Катрин сосредоточенно протирала СВТ. К своей пятикилограммовой подруге начальница относилась трепетно и явно надеялась на взаимность.
– Кать, а можно вопрос? – Женька продул горло автоматного магазина. – Я что, странно выгляжу в этой форме? Почему меня, то к жидовско-иудейскому племени относят, то наоборот?
– Наоборот, это как?
– Штурмман «продажной венской свиньей» обозвал.
– Ну, если он не имел в виду ничего гастрономического, то это явный комплимент. Насчет иудеев то же самое. Вид у тебя вопиюще интеллигентный, особенно в очках. Шли тебе, кстати, окуляры. А что обзывают, так отвечай коротко – по харе кулаком. Имеешь право. У меня одна знакомая девушка была, хм, отчаянно местечковых кровей. Миниатюрная такая евреичка. Так она про «жидовку» даже не дослушивала, сразу – хрясть в зубы.
– Я вообще-то русский, – пробормотал Женька. – В морду бить как-то первобытно. А этой девушке, ей как, не возражали? Рукоприкладство многие не одобряют.
– Она рукоятью нагана по зубам давала, – объяснила Катрин. – Времена были простые, политкорректность еще в моду не ввели. Девочка подручными средствами справлялась.
– Если наганом, то это, извиняюсь, сионизмом отдает. Ортодоксальным.
– Ни в коей мере. Девчонка не только зуботычины успевала отгружать, но и любовь крутила. Со стопроцентным русаком-офицером, потомком дворянского, пусть и захудаленького рода. Такое пламенное непосредственное чувство, куда там Уильяму, нашему, Шекспиру. Хорошие ребята были.
– Это ты про Шекспира?
– Про него, наверное, тоже, хотя лично не имела чести знать, – Катрин усмехнулась. – Вообще, если предельно упростить жизненное уравнение, то всё человечество сводиться к двум категориям: «нашим» и «не нашим». «Нашим» ты доверяешь, «не наших» видишь в прицел. Есть еще уйма условно «своих-чужих», но с ними лучше держать дистанцию. Не допускать в свое личное пространство.
– Ну, это ты преувеличиваешь. Общество бесконечно многообразно.

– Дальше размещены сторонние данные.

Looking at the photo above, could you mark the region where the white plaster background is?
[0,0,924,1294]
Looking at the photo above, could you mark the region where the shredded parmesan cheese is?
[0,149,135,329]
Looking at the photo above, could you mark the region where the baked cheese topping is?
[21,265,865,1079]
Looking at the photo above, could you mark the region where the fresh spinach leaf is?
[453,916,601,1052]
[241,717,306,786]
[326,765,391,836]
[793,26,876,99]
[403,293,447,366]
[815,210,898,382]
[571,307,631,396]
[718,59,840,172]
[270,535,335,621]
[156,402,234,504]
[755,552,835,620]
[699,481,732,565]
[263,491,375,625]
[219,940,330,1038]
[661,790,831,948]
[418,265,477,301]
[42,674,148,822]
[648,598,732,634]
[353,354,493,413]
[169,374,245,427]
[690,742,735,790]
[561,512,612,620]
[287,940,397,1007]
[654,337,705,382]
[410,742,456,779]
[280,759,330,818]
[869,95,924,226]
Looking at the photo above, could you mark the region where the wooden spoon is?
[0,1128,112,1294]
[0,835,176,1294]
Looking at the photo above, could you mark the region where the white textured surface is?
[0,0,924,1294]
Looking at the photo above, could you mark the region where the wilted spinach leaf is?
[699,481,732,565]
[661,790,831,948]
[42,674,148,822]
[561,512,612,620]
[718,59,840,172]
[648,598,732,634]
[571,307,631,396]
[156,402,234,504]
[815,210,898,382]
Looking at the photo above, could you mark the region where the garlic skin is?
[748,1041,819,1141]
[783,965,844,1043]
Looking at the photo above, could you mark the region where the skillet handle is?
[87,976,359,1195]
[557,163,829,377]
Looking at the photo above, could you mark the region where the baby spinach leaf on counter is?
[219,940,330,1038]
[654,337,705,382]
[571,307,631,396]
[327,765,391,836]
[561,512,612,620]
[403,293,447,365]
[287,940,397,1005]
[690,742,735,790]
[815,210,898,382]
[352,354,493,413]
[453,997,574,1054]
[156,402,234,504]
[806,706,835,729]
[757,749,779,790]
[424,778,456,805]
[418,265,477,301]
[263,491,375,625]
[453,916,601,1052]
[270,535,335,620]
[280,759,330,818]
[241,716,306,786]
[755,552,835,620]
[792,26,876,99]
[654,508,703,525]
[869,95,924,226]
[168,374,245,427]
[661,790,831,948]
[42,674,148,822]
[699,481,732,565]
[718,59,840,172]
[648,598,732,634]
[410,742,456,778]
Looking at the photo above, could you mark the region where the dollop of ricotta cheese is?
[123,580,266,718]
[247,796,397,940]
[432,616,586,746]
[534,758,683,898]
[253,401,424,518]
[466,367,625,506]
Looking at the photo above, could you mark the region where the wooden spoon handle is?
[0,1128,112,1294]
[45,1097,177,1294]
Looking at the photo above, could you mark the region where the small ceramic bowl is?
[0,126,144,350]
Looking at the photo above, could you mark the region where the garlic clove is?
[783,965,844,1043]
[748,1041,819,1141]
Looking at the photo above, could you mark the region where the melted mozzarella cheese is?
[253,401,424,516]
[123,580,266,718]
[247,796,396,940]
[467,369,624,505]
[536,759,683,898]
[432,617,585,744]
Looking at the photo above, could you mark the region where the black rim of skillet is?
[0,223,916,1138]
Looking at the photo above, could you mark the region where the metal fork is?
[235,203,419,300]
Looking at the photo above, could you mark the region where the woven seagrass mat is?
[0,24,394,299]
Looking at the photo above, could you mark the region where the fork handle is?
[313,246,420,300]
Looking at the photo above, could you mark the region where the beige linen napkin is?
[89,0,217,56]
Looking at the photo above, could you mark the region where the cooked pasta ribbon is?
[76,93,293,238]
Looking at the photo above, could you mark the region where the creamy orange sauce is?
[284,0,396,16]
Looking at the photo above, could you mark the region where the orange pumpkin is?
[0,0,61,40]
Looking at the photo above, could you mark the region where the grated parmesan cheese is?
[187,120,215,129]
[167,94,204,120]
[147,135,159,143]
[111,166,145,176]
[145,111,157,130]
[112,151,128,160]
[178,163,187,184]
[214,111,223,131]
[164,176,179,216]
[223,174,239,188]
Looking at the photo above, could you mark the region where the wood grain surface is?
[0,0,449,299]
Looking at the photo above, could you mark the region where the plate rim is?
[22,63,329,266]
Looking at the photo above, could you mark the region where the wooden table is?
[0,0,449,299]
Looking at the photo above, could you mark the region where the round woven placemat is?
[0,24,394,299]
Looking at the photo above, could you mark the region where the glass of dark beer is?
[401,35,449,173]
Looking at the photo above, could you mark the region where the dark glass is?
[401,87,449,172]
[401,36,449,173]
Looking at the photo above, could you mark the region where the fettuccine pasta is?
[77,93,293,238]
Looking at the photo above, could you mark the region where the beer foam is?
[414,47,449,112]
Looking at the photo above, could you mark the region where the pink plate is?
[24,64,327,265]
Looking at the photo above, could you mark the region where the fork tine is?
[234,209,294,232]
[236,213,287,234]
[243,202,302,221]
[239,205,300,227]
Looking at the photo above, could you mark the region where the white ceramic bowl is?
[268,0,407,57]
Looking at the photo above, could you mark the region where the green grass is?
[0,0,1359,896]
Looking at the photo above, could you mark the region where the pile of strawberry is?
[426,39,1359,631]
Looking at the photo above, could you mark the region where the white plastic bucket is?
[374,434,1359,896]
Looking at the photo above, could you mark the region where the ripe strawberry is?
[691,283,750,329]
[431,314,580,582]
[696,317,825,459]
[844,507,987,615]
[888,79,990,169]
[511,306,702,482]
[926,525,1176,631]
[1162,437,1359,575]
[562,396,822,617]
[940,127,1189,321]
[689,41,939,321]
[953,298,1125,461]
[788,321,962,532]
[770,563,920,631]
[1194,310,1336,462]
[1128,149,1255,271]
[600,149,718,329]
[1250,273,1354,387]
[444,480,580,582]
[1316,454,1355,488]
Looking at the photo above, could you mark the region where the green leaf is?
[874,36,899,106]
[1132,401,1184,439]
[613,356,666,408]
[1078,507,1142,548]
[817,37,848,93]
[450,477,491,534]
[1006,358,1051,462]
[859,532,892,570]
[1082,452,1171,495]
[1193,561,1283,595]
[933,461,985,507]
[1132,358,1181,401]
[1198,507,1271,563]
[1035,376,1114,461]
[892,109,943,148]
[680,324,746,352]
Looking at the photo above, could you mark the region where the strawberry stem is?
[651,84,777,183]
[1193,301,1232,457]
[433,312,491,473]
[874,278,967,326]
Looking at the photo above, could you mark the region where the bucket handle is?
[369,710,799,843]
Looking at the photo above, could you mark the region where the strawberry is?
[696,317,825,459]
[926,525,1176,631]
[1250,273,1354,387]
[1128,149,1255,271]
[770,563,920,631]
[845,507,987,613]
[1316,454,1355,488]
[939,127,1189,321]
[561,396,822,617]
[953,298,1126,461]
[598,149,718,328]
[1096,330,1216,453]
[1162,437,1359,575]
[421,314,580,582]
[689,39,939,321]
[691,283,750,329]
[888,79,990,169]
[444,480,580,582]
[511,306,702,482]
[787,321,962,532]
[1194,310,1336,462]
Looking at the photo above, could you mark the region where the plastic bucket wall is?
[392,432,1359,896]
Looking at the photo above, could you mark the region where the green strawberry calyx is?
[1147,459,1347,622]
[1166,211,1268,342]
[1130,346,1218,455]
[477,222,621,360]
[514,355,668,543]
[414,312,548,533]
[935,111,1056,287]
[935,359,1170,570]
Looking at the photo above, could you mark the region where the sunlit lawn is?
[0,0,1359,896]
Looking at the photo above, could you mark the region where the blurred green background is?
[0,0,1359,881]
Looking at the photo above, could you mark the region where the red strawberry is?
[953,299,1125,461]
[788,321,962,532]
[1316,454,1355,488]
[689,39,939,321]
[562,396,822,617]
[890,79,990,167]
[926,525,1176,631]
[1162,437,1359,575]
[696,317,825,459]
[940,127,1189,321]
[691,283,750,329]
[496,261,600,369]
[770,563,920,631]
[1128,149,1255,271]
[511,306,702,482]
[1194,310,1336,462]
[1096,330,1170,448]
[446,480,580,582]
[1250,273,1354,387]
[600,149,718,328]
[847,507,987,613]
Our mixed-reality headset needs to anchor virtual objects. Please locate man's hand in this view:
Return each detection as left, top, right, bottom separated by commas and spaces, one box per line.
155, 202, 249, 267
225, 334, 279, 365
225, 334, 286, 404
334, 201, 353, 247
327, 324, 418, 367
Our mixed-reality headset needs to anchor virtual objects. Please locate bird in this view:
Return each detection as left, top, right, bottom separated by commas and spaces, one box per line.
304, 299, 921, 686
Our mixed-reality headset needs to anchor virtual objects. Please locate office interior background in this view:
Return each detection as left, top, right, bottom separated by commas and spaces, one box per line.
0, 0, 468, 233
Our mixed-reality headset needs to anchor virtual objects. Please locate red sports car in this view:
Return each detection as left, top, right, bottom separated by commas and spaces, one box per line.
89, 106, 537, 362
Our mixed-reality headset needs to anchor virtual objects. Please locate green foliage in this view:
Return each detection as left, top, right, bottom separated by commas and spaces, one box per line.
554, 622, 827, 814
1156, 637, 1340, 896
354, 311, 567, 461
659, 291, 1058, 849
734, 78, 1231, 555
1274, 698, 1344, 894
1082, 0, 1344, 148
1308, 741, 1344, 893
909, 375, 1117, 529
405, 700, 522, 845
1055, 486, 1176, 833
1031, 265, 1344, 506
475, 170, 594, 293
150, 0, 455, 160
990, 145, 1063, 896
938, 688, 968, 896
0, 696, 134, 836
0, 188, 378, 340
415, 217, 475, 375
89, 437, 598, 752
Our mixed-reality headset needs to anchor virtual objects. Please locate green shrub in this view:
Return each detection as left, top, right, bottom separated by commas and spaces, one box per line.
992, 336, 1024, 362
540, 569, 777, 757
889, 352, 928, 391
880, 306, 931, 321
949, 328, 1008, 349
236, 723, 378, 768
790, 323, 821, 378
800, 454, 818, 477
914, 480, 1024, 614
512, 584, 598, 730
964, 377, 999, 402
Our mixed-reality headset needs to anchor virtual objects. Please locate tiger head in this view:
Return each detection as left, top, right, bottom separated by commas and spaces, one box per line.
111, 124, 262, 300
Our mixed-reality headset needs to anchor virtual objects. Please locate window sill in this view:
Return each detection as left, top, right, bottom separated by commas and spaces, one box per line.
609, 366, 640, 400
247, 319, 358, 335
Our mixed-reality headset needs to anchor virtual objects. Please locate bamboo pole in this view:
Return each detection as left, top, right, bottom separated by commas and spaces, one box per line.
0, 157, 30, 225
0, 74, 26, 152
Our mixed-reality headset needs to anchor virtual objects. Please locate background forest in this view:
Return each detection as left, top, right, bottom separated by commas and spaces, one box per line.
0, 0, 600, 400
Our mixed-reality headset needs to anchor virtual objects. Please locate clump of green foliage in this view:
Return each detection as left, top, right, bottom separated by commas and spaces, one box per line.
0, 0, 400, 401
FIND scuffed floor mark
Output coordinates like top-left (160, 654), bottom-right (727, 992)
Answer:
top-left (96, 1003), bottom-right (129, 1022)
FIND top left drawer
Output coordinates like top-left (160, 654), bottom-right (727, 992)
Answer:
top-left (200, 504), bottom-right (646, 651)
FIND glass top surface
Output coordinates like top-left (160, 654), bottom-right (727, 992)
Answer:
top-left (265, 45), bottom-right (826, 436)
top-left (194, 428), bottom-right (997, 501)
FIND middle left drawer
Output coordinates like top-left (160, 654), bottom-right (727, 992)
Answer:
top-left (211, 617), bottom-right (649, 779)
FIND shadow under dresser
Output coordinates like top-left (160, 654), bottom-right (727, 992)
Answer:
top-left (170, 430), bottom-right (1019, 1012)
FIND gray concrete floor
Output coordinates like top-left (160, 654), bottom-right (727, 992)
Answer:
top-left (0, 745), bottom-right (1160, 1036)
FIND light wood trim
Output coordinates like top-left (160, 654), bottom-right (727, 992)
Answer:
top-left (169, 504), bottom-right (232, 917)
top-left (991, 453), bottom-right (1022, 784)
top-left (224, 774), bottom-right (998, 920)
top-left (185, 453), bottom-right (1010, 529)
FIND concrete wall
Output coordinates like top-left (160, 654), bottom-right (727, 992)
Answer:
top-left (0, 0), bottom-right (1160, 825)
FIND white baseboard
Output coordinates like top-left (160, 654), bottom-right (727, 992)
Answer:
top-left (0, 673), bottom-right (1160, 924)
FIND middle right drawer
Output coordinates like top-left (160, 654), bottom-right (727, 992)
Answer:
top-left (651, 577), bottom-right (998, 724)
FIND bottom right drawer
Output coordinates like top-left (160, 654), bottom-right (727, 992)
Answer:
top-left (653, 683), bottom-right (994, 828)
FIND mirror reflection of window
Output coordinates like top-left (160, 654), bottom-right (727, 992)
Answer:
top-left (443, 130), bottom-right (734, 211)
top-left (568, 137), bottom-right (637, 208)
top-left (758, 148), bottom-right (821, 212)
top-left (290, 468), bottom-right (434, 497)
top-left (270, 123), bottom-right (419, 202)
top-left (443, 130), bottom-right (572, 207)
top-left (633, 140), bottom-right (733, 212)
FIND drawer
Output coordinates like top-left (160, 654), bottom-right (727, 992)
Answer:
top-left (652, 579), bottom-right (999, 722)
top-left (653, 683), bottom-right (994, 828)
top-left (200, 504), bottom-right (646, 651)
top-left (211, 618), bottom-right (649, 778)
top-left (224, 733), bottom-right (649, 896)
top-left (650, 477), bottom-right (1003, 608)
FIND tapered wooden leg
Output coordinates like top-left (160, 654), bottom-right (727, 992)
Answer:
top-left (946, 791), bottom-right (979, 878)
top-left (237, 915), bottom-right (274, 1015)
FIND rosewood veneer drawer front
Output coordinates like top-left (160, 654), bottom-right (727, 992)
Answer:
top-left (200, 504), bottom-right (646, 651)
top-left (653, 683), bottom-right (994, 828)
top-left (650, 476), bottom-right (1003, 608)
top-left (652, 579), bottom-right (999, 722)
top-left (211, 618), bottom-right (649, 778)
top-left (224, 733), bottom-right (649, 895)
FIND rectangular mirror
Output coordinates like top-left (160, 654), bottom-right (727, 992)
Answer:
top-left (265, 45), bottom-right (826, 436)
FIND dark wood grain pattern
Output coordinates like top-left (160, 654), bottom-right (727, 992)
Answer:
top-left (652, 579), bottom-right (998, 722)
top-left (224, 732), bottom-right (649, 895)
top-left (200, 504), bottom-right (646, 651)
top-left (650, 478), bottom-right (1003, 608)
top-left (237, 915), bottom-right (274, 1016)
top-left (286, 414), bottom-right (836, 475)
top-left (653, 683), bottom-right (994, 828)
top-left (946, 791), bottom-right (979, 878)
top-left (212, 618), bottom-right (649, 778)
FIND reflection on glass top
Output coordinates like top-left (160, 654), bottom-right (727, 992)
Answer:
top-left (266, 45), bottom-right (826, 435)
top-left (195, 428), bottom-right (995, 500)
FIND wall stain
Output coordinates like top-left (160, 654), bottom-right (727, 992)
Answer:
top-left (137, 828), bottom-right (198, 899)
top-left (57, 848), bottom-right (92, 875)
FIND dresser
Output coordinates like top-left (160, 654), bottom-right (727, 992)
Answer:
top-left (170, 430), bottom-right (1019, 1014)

– Кто спорит? Об этом и говорю. Не имеет значения, откуда человек: в Хвостовом переулке он вырос, уроженец Ниццы, или вообще потомственный утбурд из лесных дебрей. На цвет крови и кожи наплевать. Ты или доверяешь человеку, или нет. Пойми меня правильно – против миллиардов нейтральных индивидов я ничего плохого не имею. Иногда могу и потрахаться с чужеродным симпатичным объектом. Но только сверху и лицом к лицу. За спину не пущу. Пусть не обижается.